6. Transfer the soaked bread mixture into the prepared baking pan, spreading evenly.

7. Bake uncovered for 45-50 minutes, or until the custard is set and the top is golden brown.

8. While the bread pudding bakes, prepare the lemon curd sauce: In a small saucepan over low heat, combine 1/2 cup lemon curd and 2 tablespoons water, stirring frequently until warmed and smooth. Remove from heat and set aside.

9. Allow the bread pudding to cool slightly before serving. Drizzle the warm lemon curd sauce over each serving.





Thursday, February 12, 2026

Classic Moist Banana Bread Loaf


 A rich and tender banana bread packed with ripe bananas and a hint of sweetness, perfect for breakfast or a cozy snack.

Servings: 10

Time: 90 minutes

Ingredients

1 1/3 cup of sugar

2/3 cup shortening

4 eggs

3 1/2 cups all-purpose flour

1 tsp salt

4 tsp baking powder

1/2 tsp baking soda

4 to 6 ripe bananas, mashed

Instructions

1. Preheat oven to 350°F and grease a standard loaf pan.

2. In a large bowl, cream together sugar and shortening until light and fluffy.

3. Beat in eggs one at a time, mixing well after each addition.
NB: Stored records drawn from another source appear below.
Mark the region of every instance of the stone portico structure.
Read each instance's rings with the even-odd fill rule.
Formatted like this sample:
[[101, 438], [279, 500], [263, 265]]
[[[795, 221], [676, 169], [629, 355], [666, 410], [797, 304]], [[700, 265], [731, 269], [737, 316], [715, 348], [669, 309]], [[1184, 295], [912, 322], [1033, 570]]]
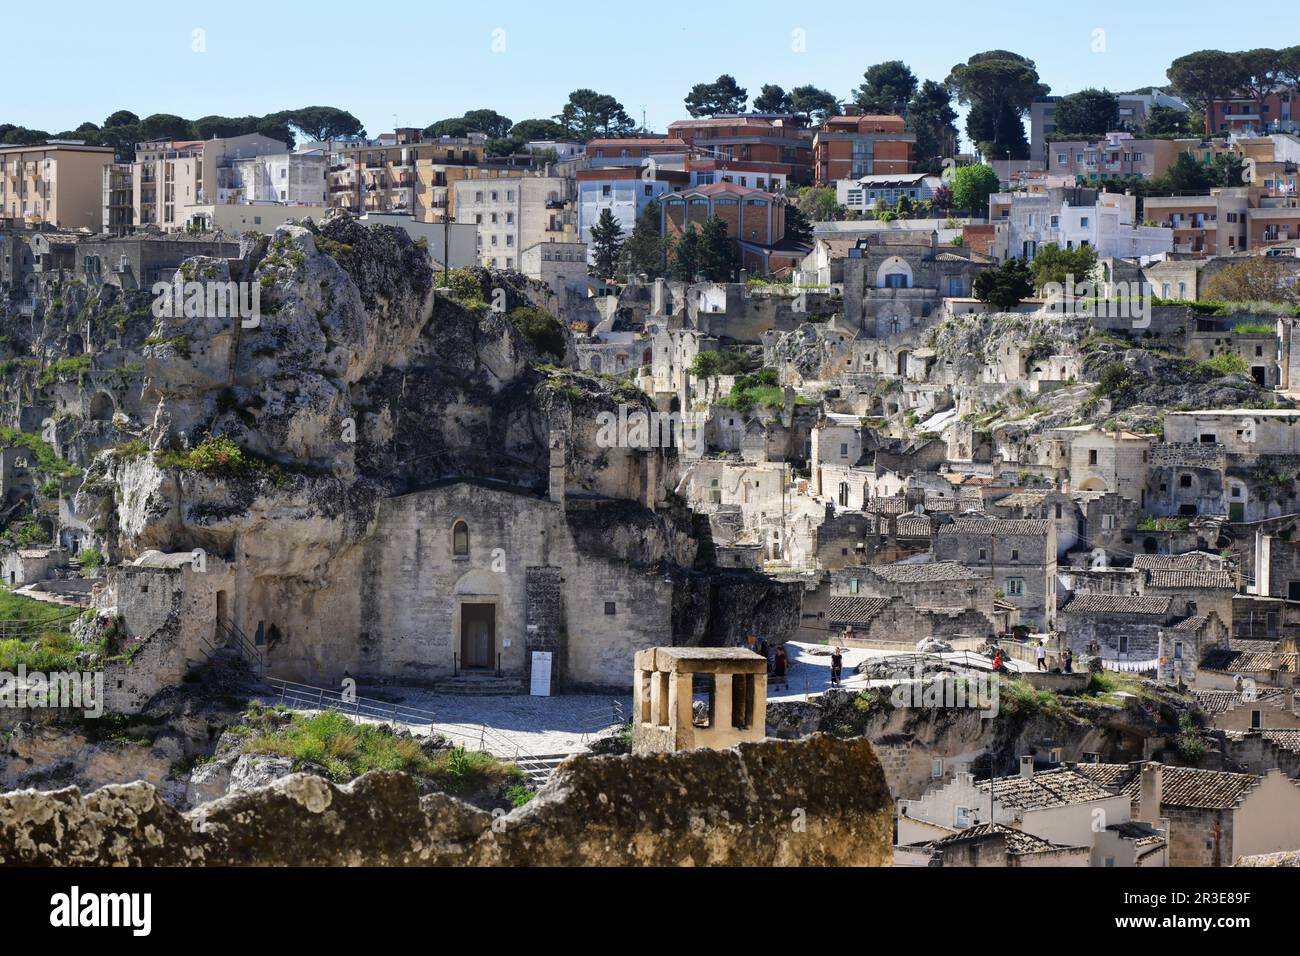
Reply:
[[742, 647], [637, 651], [632, 712], [634, 753], [725, 750], [762, 740], [767, 662]]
4. In a separate bowl, whisk together flour, salt, baking powder, and baking soda.

5. Gradually add dry ingredients to the creamed mixture, stirring gently to combine.
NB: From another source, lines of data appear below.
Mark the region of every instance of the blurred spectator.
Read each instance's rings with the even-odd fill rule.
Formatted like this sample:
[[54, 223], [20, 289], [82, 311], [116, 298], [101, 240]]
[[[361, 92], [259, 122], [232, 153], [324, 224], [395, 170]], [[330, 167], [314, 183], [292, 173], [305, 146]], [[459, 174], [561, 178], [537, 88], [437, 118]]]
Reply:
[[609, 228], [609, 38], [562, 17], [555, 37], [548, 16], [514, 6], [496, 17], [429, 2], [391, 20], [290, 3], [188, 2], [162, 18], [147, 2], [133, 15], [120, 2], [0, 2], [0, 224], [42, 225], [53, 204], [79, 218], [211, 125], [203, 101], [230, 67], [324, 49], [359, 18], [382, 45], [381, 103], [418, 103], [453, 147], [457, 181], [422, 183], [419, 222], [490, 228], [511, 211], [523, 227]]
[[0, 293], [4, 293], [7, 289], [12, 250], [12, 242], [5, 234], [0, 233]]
6. Fold in mashed bananas until evenly mixed, being careful not to overmix.

7. Pour batter into the prepared loaf pan and smooth the top.

8. Bake for 60 to 70 minutes or until a toothpick inserted in the center comes out clean.

9. Remove from oven and cool in the pan for 10 minutes, then transfer to a wire rack to cool completely.